We will sue them if we must, but we'll retain our market share!"
Well, they climbed on board that Scuzzy bus, with Postscript in their hearts. 
They won in desktop publishing. They won in graphic arts.
'Til Bill Gates, he saw his strategy, and sent the email down,
To copy those GUI features, wherever they be found. CHORUS
Three Windows versions later, past the Pentium divide, [7,8]
The strangest of bedfellows, IBM, now on their side, 
Three thousand applications on the Power PC run,
But the buyers and the users still are leaving, one by one.
Windows Scrolling In the Valley said "My heart is sick and sad.
The future now is RISCy, the old chips are dead. 
The lawyers take our spirit, but I've stock options galore. 
From where Scott McNealy stands, I will fight no more! CHORUS
They were moved to Intel platforms. Michelangelo ran rife. 
But more hackers quit from boredom, and went off to get a life.
And the man once known as Scully, with great glee is heard to state,
"They'll get Windows '95 debugged in 1998" 
But sometimes, without warning, in some dull commercial app
A hack of wondrous cleverness emerges from the crap.
A metaphor that's graceful, a real need that it can fill
Double-click upon that icon; the Apple Lisa's living still! CHORUS
 The Apple III was one of the great fiascos of the PC industry. Meant to replace the Apple II, it was so unreliable that official Apple maintenance procedures for Apple III's included picking them up and dropping them six inches onto a hard surface (to re-seat the chips in their sockets).
 DEC (Digital Equipment Corporation) more or less invented minicomputers, but completely missed the boat on personal computers; they ended up being bought by Compaq in 1999. MIPS made some of the first really high-performance microprocessors.
 Xerox Palo Alto Research Center invented most of the technologies used in the Lisa and the Mac (and now, in Windows), including mice, windows, and pull-down menus. Xerox did make some computers using these ideas, and could probably have owned much of the PC market, but they did a truly abysmal job of marketing them.

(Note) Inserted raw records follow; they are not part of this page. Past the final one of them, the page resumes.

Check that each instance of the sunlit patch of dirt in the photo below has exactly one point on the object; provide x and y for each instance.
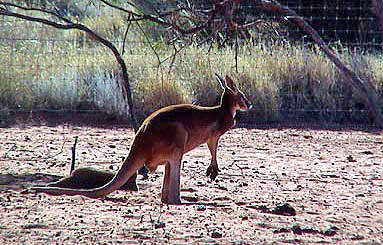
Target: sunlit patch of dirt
(277, 185)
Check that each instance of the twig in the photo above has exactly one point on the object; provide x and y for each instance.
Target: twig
(73, 155)
(126, 35)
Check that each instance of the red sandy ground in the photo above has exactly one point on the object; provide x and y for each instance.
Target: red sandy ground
(332, 178)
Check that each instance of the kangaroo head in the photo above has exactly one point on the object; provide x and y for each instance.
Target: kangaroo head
(232, 96)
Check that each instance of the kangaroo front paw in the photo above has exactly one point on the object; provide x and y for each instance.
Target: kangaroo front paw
(212, 172)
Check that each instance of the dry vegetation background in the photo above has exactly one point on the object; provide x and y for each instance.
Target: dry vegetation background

 What You See Is What You Get - WYSIWYG
 SCSI - Small Computer Storage Interface - is the standard bus used to connect hard disks and other peripherals to Macs. When the standard was invented, engineers had a choice of pronouncing it "sexy" or "scuzzy"; "scuzzy" won by a wide margin.

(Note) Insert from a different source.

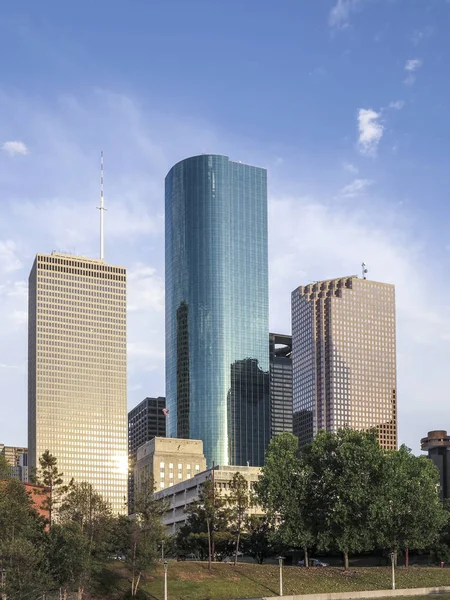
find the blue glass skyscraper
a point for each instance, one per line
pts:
(217, 356)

 It took Microsoft three tries before they came out with a usable graphic user interface (Windows 3.0) and two more (Windows 3.1 and WIndows 95) before they got one that even approached the quality of the original Mac interface. Many people think they still haven't matched it.
 The Pentium Divide was, of course, Intel's infamous chip-design error that caused literally millions of Windows computers to give wrong answers to simple division problems.
 In Apple's early days, their arch-enemy was IBM (as illustrated in the famous "1984" Macintosh commercial), but by the mid-1990's Apple and IBM were both faced by a greater foe in Microsoft. They teamed up on several projects, including the PowerPC chip and a never-finished new operating system, but it was always at best an uneasy alliance.
 RISC (Reduced Instruction Set Computing) is a type of microprocessor architecture that has largely replaced CISC (Complex I.S.C.) microprocessors, except for Intel microprocessors. (Intel, the company that puts the "backwards" in "backwards compatible.")
 A passing reference to Apple's ultimately-unsuccessful lawsuit against Microsoft for copying the "look and feel" of the Macintosh .
 Michelangelo was one of the first widespread computer viruses that attacked IBM-compatible PC's (but not Macs).
 This is the original version of the line. As of today (May 2000) I sing:
"They'll get Windows 95 debugged in nineteen-zero-eight (spoken:) damn y2k bugs"
But as Y2K memories fade, I'll have to change it again.